Männliches Geschlecht, geringer Bildungsstand, niedriger sozial-ökonomischer Status, Erwerbslosigkeit und Migrationshintergrund – das sind laut Bundeszentrale für gesundheitliche Aufklärung (BZgA) die einschlägigen Risikofaktoren für problematisches oder pathologisches Glücksspielverhalten. Vor diesem Hintergrund haben Experten der Lörracher Präventionseinrichtung Villa Schöpflin gGmbH mit Unterstützung von Lotto Baden-Württemberg ein innovatives Programm mit einer App entwickelt, die diese Gruppe gezielt ansprechen sollen.

Das Programm „Joker“ soll in der Jugendberufshilfe Anwendung finden. Es besteht aus einem Workshop mit verschiedenen Unterrichtsmodulen und einem Materialienpaket. Darüber hinaus wurden zusammen mit der Dualen Hochschule Lörrach eine App und eine Homepage entwickelt. Diese werden im Rahmen der Unterrichtsmodule vorgestellt, können aber auch unabhängig von der Teilnahme am Workshop von allen Interessierten genutzt werden. Die App gibt Impulse zur Information und Motivation des Benutzers und erinnert an ein selbst gewähltes Einsatzlimit zur Selbstkontrolle.

„Wir sehen gerade bei Heranwachsenden einen großen Bedarf an Aufklärung, was die Gefahren des Glücksspiels angeht. Glücksspiel ist eben kein Gut wie jedes andere. Alle Anbieter tragen deshalb eine besondere gesellschaftliche Verantwortung, die es mit Leben zu füllen gilt. Das Joker-Programm ergänzt unsere bestehenden Maßnahmen in der Spielsuchtprävention“, erläuterte Lotto-Geschäftsführerin Marion Caspers-Merk am Mittwoch (3. August) bei der Vorstellung des Programms in der Stuttgarter Zentrale des Landesunternehmens. Neben dem Aspekt der Aufklärung hob die Lotto-Chefin hervor, dass „Joker“ konkrete Lösungswege aus risikoreichem, problematischem oder pathologischem Glücksspiel aufzeige und zur Selbstreflexion anrege. Lotto Baden-Württemberg nehme damit eine Vorreiterrolle bei der Spielsuchtprävention ein.

„Mit dem Programm und der App haben wir passgenaue Instrumente zur Glücksspielprävention von Jugendlichen entwickelt“, betonte Peter Eichin, Geschäftsführer der Villa Schöpflin. „Die Joker-App soll vor allem dazu motivieren, sich mit dem eigenen Spielverhalten zu beschäftigen. Sie ist auf das mediale Nutzungsverhalten junger Menschen ausgerichtet“, so Eichin weiter.

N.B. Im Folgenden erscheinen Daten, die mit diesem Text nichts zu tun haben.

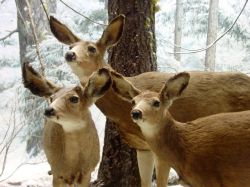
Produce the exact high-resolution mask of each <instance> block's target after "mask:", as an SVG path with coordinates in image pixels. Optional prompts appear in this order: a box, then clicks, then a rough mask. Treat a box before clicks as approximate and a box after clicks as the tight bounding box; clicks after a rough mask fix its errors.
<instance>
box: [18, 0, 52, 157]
mask: <svg viewBox="0 0 250 187" xmlns="http://www.w3.org/2000/svg"><path fill="white" fill-rule="evenodd" d="M54 1H55V0H50V2H54ZM28 2H29V4H30V7H31V11H32V18H33V22H34V25H35V28H36V35H37V38H38V40H39V41H41V40H42V39H43V38H44V34H45V33H46V32H48V29H49V23H48V20H47V18H46V14H45V13H44V12H43V9H42V7H41V4H40V1H37V0H36V1H33V0H28ZM54 3H55V2H54ZM53 7H54V8H53V9H52V10H53V11H55V8H56V6H55V5H53ZM16 8H17V29H18V34H19V51H20V52H19V54H20V64H21V67H23V63H24V62H32V61H34V60H35V59H32V58H31V57H28V56H27V55H26V54H27V52H28V47H31V46H32V45H34V44H35V40H34V35H33V34H32V30H31V23H30V18H29V10H28V6H27V4H26V1H25V0H16ZM52 10H51V11H52ZM46 25H47V26H46ZM27 94H31V93H27ZM26 98H29V97H28V96H27V97H26ZM39 104H40V103H39ZM37 106H38V103H34V105H33V107H34V108H36V107H37ZM29 110H30V106H29ZM24 117H25V118H26V119H29V118H30V114H29V113H24ZM29 124H31V123H29ZM39 130H40V129H39ZM36 133H37V134H39V135H40V134H41V132H38V130H37V132H36ZM40 144H41V139H40V137H38V136H29V137H28V138H27V145H26V151H27V152H28V153H30V152H32V154H33V155H36V154H37V153H39V152H40V150H41V148H40V147H41V146H40Z"/></svg>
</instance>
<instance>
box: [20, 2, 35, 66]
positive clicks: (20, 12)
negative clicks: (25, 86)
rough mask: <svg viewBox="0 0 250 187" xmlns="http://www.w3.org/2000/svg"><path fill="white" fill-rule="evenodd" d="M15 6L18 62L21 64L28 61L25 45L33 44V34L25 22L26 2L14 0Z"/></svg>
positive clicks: (28, 45)
mask: <svg viewBox="0 0 250 187" xmlns="http://www.w3.org/2000/svg"><path fill="white" fill-rule="evenodd" d="M16 7H17V29H18V36H19V54H20V63H21V64H22V63H23V62H25V61H30V60H32V59H28V58H27V57H26V53H27V47H28V46H31V45H32V44H34V40H33V36H32V32H31V29H30V27H29V25H28V24H27V21H28V20H29V19H28V17H29V16H28V10H27V9H25V7H26V3H25V2H24V1H21V0H16Z"/></svg>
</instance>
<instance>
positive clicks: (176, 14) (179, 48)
mask: <svg viewBox="0 0 250 187" xmlns="http://www.w3.org/2000/svg"><path fill="white" fill-rule="evenodd" d="M182 3H183V2H182V0H176V11H175V31H174V43H175V46H174V53H175V54H174V57H175V59H176V60H178V61H181V54H180V53H179V52H180V51H181V48H180V46H181V36H182V18H183V4H182ZM178 53H179V54H178Z"/></svg>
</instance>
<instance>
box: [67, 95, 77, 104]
mask: <svg viewBox="0 0 250 187" xmlns="http://www.w3.org/2000/svg"><path fill="white" fill-rule="evenodd" d="M69 101H70V102H71V103H78V102H79V97H77V96H71V97H70V98H69Z"/></svg>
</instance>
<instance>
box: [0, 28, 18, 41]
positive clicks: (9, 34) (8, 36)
mask: <svg viewBox="0 0 250 187" xmlns="http://www.w3.org/2000/svg"><path fill="white" fill-rule="evenodd" d="M16 32H18V30H17V29H15V30H13V31H11V32H9V34H7V35H6V36H4V37H2V38H0V41H4V40H6V39H7V38H9V37H11V35H12V34H15V33H16Z"/></svg>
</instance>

21- bis 25-jährige Männer am stärksten gefährdet

Im März 2016 stellten die Bundeszentrale für gesundheitliche Aufklärung (BZgA) und der Deutsche Lotto- und Totoblock (DLTB) die repräsentative Studie „Glücksspielverhalten und Glücksspielsucht in Deutschland 2015“ zur Verbreitung von Glücksspielen und damit assoziierten Problemen vor. Danach weisen bundesweit etwa 0,8 Prozent der Befragten zwischen 16 und 70 Jahren ein problematisches oder pathologisches Glücksspielverhalten auf. Mit 2,7 Prozent am stärksten davon betroffen ist die männliche Altersgruppe zwischen 21 und 25 Jahren. Fast jeder Fünfte der befragten 16- und 17-jährigen Jugendlichen gab an, in den letzten zwölf Monaten vor der Befragung an irgendeinem Glücksspiel teilgenommen haben. „Diese Werte unterstreichen den Aufklärungsbedarf gerade in dieser Altersgruppe. Wir müssen hier für die Gefahren des Glücksspiels sensibilisieren, ohne den moralischen Zeigefinger zu heben“, betonte Marion Caspers-Merk.

Sozialkonzept als Grundlage in der Spielsuchtprävention

Bei Lotto Baden-Württemberg ist die Teilnahme an Lotterien und Wetten erst ab 18 Jahren möglich. Dies wird in den 3.200 Annahmestellen im Land laufend überprüft – auch mit regelmäßigen Testkäufen. In der Spielsuchtprävention ist das Unternehmen breit aufgestellt. Grundlage ist ein ganzheitliches Sozialkonzept. Dieses Konzept wurde im Jahr 2006 gemeinsam mit der Evangelischen Gesellschaft Stuttgart (eva) entwickelt und seither kontinuierlich evaluiert und verbessert. Es ist ein fester Bestandteil der Unternehmenspolitik und Voraussetzung für die Erteilung einer glücksspielrechtlichen Erlaubnis. Darüber hinaus kooperiert Lotto Baden-Württemberg als Mitglied des Deutschen Lotto- und Totoblocks seit Anfang 2007 mit der Bundeszentrale für gesundheitliche Aufklärung (BZgA). Die Vereinbarung mit der BZgA umfasst unter anderem ein bundesweites telefonisches Beratungsangebot für gefährdete Spieler, Hilfsangebote zur Suchtvorbeugung im Internet, einheitliche Informationsmaterialien zur Spielsuchtprävention und eine mediale Aufklärungskampagne.